While he felt the weight of every second, he still spent the time to organize his thoughts before he spoke.

“I’m going deeper,” Lindon said. “I don’t want to go alone.”

“Neither do I, Lindon. Neither do I.”

Yerin stood up and sheathed her sword. Red lines of blood madra covered her flesh in a crimson web, knitting her together. “Blind me now if I see any reason to stay here, but we’ve got to move. Cuts me to say it, but we may need to travel…light.”

Red eyes flicked from Ziel to Mercy.

Lindon knew she was right, but his heart was heavy. “We need to move fast if we’re going to catch up. But I don’t want to leave them behind.”

“They can’t keep up,” Eithan said flatly.

Lindon felt the hunger aura all around him. It filled him with greed, with a desire to move forward, with an ambition that couldn’t be satisfied. The inert fingers of his right hand twitched. Even now, the aura gnawed slowly away at his madra.

But this time, the hunger sparked something in him.

Anger.

“I don’t want to leave them behind. Do you want to leave them behind?”

Yerin shrugged, but there was sadness in her eyes. “Done a lot of things I didn’t want to.”

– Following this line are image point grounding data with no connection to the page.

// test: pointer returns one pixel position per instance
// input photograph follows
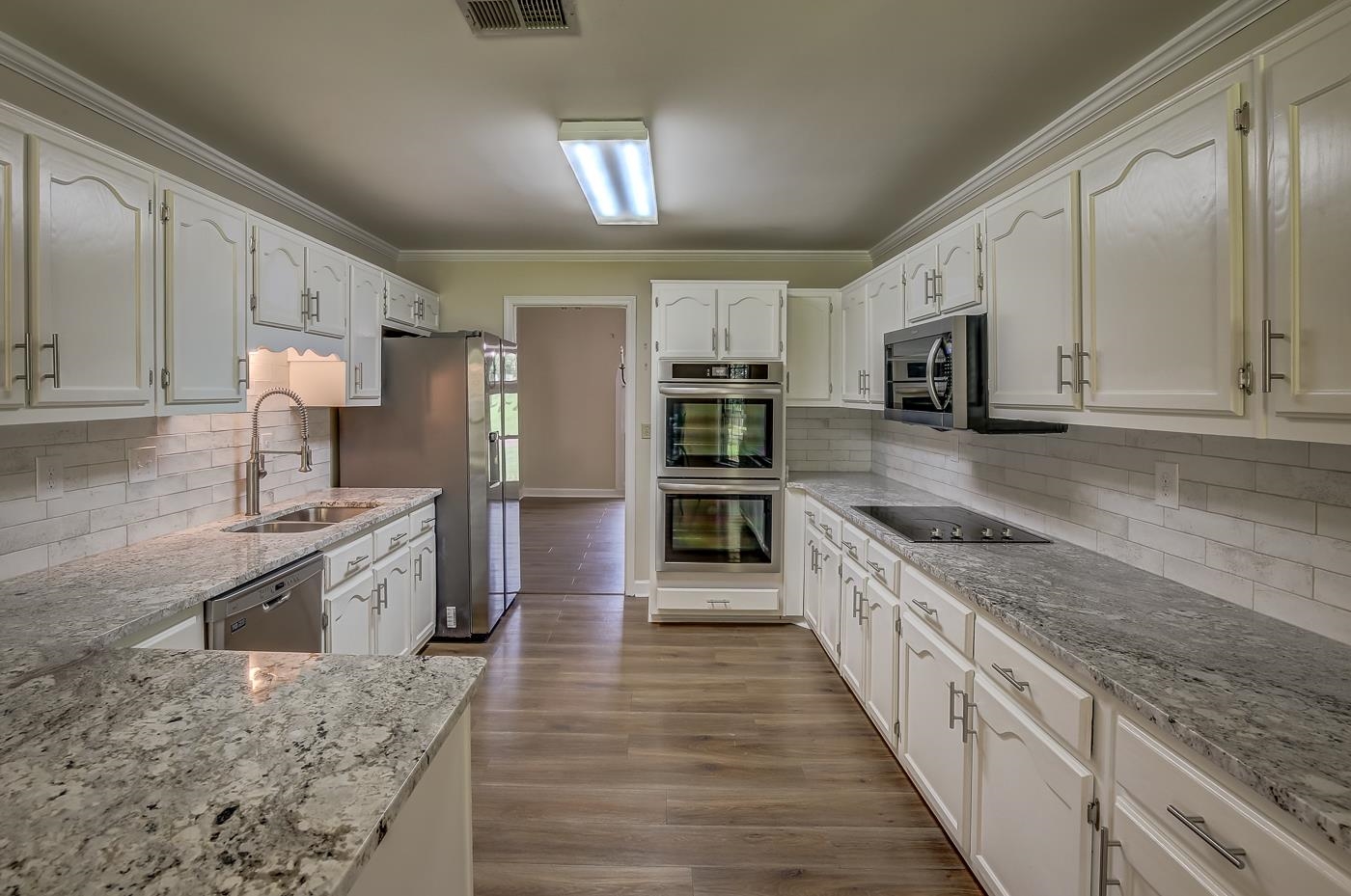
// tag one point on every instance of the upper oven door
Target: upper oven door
(722, 431)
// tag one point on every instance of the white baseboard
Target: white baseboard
(571, 493)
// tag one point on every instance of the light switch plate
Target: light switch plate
(51, 477)
(142, 463)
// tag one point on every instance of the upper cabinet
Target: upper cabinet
(1308, 127)
(92, 290)
(206, 249)
(1162, 231)
(713, 320)
(1033, 280)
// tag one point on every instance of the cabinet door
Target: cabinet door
(749, 320)
(959, 274)
(688, 323)
(1034, 290)
(921, 284)
(1030, 797)
(368, 290)
(394, 588)
(326, 283)
(350, 615)
(828, 633)
(884, 644)
(854, 308)
(1162, 220)
(423, 611)
(1308, 90)
(885, 312)
(279, 278)
(936, 754)
(206, 298)
(810, 347)
(14, 318)
(853, 628)
(92, 277)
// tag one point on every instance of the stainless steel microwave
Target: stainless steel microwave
(938, 375)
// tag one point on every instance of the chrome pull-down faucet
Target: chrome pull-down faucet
(257, 469)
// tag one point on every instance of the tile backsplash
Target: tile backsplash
(1265, 524)
(200, 477)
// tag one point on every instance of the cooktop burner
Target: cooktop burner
(950, 525)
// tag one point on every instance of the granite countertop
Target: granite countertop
(1265, 700)
(103, 598)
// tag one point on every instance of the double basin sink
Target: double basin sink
(304, 520)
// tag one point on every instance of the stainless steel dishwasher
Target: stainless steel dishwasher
(281, 611)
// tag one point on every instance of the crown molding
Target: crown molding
(630, 256)
(51, 74)
(1184, 47)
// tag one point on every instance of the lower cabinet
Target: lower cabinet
(1030, 798)
(935, 739)
(394, 595)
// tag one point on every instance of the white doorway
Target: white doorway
(597, 316)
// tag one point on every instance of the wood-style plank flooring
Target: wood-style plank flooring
(614, 757)
(571, 545)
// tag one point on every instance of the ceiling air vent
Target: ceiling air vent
(496, 17)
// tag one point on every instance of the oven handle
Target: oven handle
(719, 487)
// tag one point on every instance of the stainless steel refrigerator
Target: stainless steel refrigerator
(449, 419)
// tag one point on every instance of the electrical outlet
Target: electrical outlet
(142, 463)
(51, 477)
(1166, 484)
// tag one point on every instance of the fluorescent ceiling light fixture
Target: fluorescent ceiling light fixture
(614, 165)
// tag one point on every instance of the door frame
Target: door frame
(510, 305)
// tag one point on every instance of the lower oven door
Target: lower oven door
(720, 525)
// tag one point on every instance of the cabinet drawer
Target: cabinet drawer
(884, 565)
(1030, 683)
(942, 611)
(347, 558)
(422, 520)
(391, 536)
(718, 601)
(1166, 785)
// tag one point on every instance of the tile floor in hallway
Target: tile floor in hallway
(619, 757)
(571, 545)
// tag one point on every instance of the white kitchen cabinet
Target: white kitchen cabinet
(326, 291)
(1308, 130)
(1162, 242)
(750, 321)
(853, 633)
(855, 343)
(935, 740)
(881, 622)
(206, 300)
(91, 274)
(350, 615)
(813, 347)
(279, 277)
(422, 611)
(367, 287)
(1030, 797)
(394, 595)
(14, 313)
(1034, 294)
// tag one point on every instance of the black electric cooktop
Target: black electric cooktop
(949, 525)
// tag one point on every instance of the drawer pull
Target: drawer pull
(1008, 676)
(1193, 824)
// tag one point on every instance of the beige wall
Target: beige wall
(1285, 16)
(567, 366)
(472, 297)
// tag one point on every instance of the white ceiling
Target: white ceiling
(777, 124)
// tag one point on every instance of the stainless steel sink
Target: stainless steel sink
(324, 514)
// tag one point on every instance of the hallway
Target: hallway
(614, 757)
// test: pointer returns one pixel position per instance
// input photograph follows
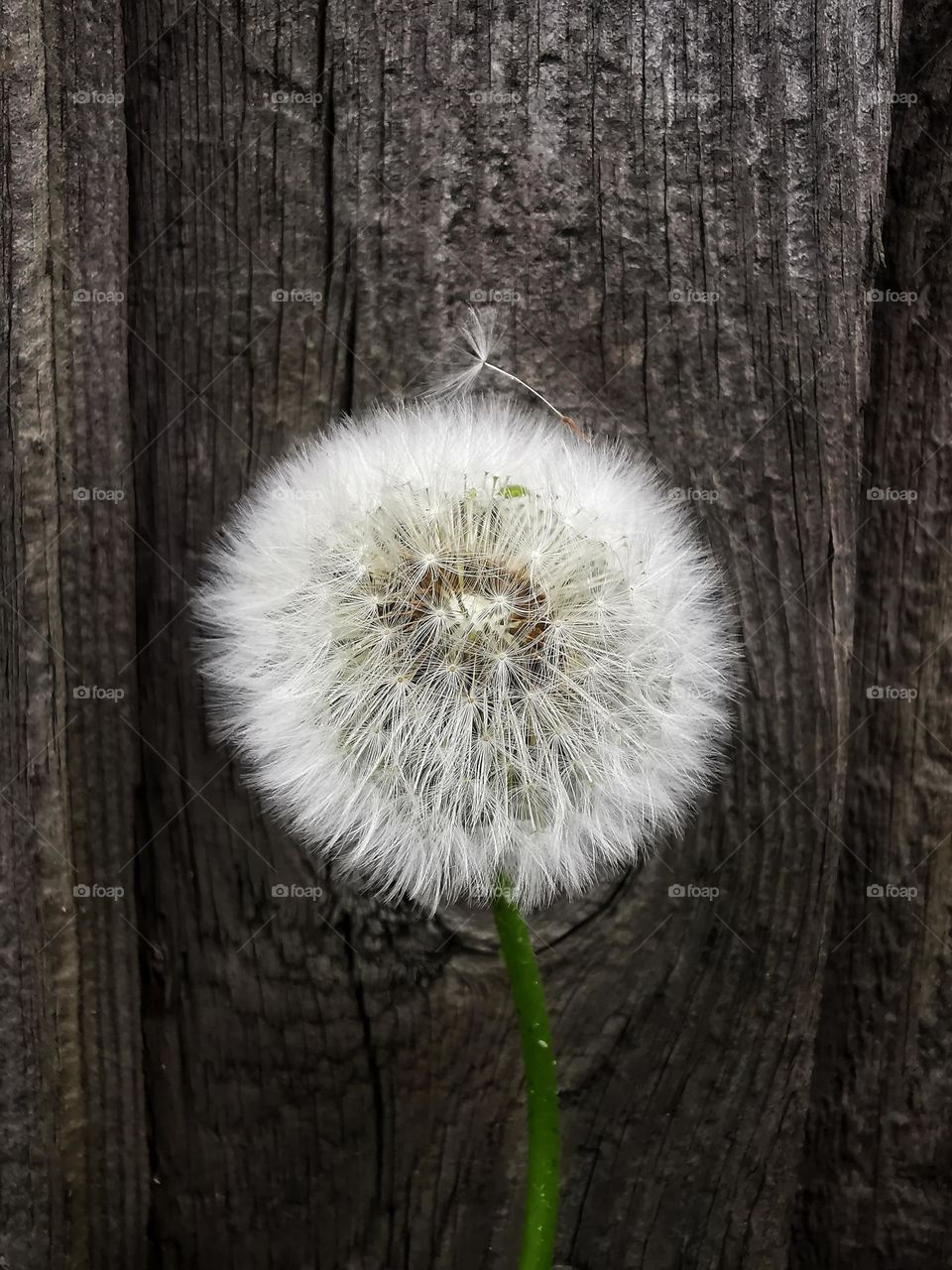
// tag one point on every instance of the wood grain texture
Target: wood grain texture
(680, 213)
(72, 1185)
(876, 1178)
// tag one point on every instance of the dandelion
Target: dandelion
(453, 640)
(470, 654)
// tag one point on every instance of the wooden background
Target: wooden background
(680, 209)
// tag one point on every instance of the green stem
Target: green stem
(540, 1084)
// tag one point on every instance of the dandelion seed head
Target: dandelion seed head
(507, 651)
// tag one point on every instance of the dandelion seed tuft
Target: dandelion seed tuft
(452, 639)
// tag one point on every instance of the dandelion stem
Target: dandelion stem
(540, 1086)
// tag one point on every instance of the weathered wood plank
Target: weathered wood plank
(338, 1082)
(876, 1175)
(72, 1166)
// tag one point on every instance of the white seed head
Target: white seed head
(451, 639)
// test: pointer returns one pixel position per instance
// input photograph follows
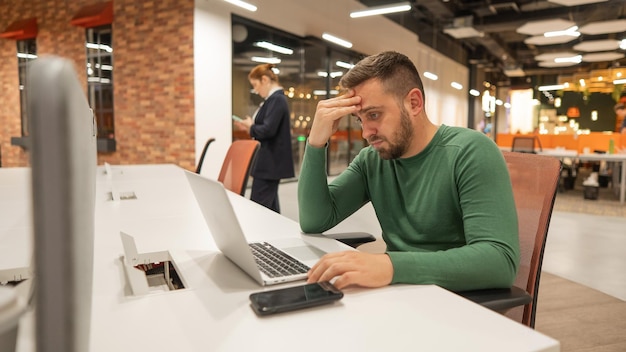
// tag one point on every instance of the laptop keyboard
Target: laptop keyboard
(274, 262)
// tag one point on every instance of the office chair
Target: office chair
(525, 144)
(535, 180)
(237, 165)
(201, 161)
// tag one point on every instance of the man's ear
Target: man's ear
(415, 100)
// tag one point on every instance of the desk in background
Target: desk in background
(616, 158)
(212, 313)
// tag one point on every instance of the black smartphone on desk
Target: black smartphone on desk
(292, 298)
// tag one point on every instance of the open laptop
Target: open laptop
(222, 221)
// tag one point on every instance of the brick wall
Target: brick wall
(152, 75)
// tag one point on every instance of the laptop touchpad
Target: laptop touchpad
(305, 253)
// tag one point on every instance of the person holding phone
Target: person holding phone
(442, 194)
(271, 126)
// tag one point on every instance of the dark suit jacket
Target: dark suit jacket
(272, 128)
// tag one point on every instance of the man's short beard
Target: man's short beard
(402, 139)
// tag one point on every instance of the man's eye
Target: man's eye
(373, 116)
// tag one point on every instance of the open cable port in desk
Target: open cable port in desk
(148, 273)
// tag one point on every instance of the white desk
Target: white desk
(212, 313)
(617, 158)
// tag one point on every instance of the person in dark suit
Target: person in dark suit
(271, 126)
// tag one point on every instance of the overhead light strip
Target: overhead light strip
(266, 60)
(333, 39)
(382, 10)
(571, 31)
(243, 5)
(575, 59)
(274, 47)
(553, 87)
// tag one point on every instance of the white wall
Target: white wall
(213, 52)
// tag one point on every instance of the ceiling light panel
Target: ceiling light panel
(550, 64)
(540, 27)
(552, 56)
(382, 10)
(598, 45)
(462, 32)
(604, 27)
(542, 40)
(598, 57)
(575, 2)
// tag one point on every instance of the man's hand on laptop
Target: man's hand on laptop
(353, 268)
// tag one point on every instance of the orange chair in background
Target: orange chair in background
(237, 165)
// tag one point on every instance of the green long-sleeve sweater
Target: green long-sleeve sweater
(447, 214)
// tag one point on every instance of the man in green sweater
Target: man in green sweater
(442, 194)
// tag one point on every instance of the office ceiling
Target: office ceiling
(505, 38)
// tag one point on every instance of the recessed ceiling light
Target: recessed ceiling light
(381, 10)
(333, 39)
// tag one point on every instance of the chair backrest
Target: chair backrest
(206, 146)
(237, 165)
(525, 144)
(535, 179)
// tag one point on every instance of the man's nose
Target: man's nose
(367, 130)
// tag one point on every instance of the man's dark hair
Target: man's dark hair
(396, 72)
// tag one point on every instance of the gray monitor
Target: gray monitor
(63, 159)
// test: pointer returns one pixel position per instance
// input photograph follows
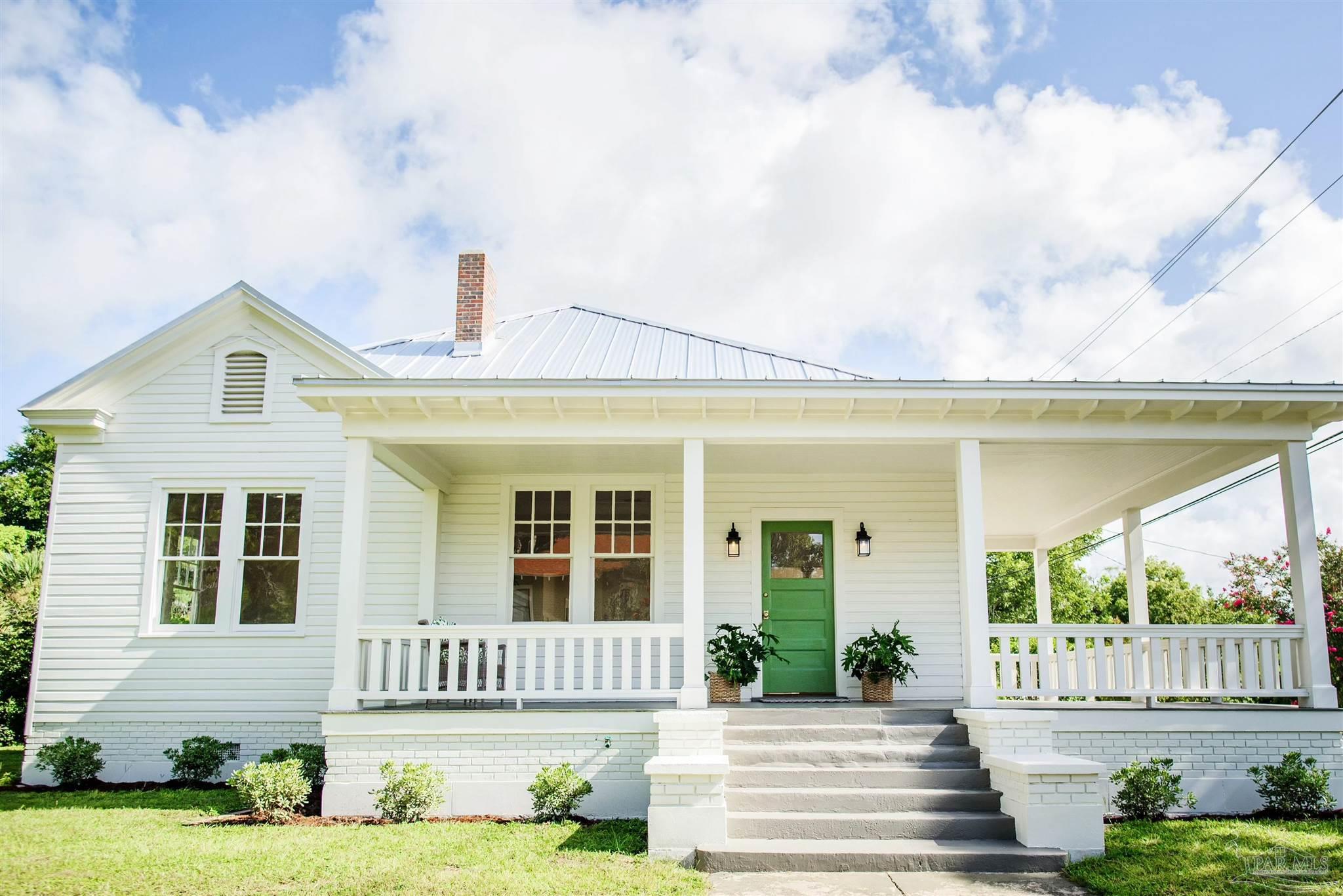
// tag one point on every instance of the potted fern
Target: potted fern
(880, 661)
(736, 656)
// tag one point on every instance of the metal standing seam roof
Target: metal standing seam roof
(576, 343)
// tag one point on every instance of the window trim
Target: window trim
(583, 497)
(216, 393)
(229, 600)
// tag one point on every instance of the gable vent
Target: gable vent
(245, 383)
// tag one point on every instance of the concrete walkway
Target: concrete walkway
(891, 884)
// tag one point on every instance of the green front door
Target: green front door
(798, 606)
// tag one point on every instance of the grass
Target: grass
(1207, 857)
(134, 843)
(11, 759)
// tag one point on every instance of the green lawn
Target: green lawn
(134, 843)
(11, 758)
(1194, 857)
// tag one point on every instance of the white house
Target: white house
(252, 526)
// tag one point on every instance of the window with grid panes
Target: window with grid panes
(622, 562)
(542, 555)
(191, 558)
(271, 530)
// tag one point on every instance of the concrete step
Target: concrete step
(884, 775)
(871, 825)
(913, 735)
(992, 856)
(858, 800)
(843, 755)
(837, 715)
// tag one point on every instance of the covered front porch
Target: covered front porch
(936, 482)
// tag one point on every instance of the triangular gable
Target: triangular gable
(195, 325)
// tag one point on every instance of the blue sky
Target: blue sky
(919, 190)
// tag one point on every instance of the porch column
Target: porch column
(694, 695)
(974, 578)
(1044, 595)
(1135, 567)
(353, 566)
(429, 553)
(1307, 591)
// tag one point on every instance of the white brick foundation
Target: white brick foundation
(687, 805)
(134, 750)
(1212, 749)
(492, 756)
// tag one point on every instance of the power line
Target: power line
(1279, 345)
(1152, 281)
(1263, 334)
(1326, 442)
(1204, 294)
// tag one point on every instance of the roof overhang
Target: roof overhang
(938, 409)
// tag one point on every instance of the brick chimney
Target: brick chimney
(474, 302)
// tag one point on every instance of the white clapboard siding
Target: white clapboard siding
(910, 577)
(93, 664)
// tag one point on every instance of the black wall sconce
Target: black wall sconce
(864, 541)
(734, 541)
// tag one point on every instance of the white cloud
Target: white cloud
(774, 178)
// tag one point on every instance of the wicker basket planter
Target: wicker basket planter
(877, 690)
(723, 691)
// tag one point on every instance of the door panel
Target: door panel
(798, 578)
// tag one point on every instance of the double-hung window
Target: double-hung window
(622, 555)
(542, 556)
(230, 559)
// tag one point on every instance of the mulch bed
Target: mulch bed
(334, 821)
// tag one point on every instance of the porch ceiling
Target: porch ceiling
(1036, 494)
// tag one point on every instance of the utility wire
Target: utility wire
(1263, 334)
(1113, 316)
(1204, 294)
(1279, 345)
(1323, 444)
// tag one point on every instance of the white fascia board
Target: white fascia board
(390, 386)
(201, 316)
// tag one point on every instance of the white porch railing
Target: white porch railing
(1146, 661)
(520, 661)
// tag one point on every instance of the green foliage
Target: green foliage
(409, 793)
(199, 761)
(1294, 789)
(1149, 790)
(311, 756)
(274, 790)
(881, 655)
(26, 484)
(71, 761)
(14, 539)
(738, 655)
(557, 792)
(1012, 583)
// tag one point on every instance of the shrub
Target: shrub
(1295, 789)
(273, 789)
(410, 793)
(557, 792)
(738, 655)
(199, 761)
(1148, 790)
(71, 761)
(312, 756)
(881, 655)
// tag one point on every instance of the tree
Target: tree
(1012, 583)
(1171, 600)
(26, 484)
(1264, 585)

“I say the time for that is over.”

With great effort, Lindon poured madra into his broken right arm. The hunger madra creaked, and bits of it snapped off, and spiritual pain ran through his channels.

But he clenched his fist.

“If we can’t use our power for this, why have it?” He looked from Eithan to Yerin, and he could feel a fire in his eyes even with no Blackflame. “I don’t want to win by giving something up. I want it all. I want all of it.”

The fury of the Void Icon faded, and he coughed a little in embarrassment. “…if you’re willing, of course.”

Yerin leaned into him, and her hand snaked up his chest and over one shoulder. “Ought to be grateful you don’t talk like that more often,” she murmured.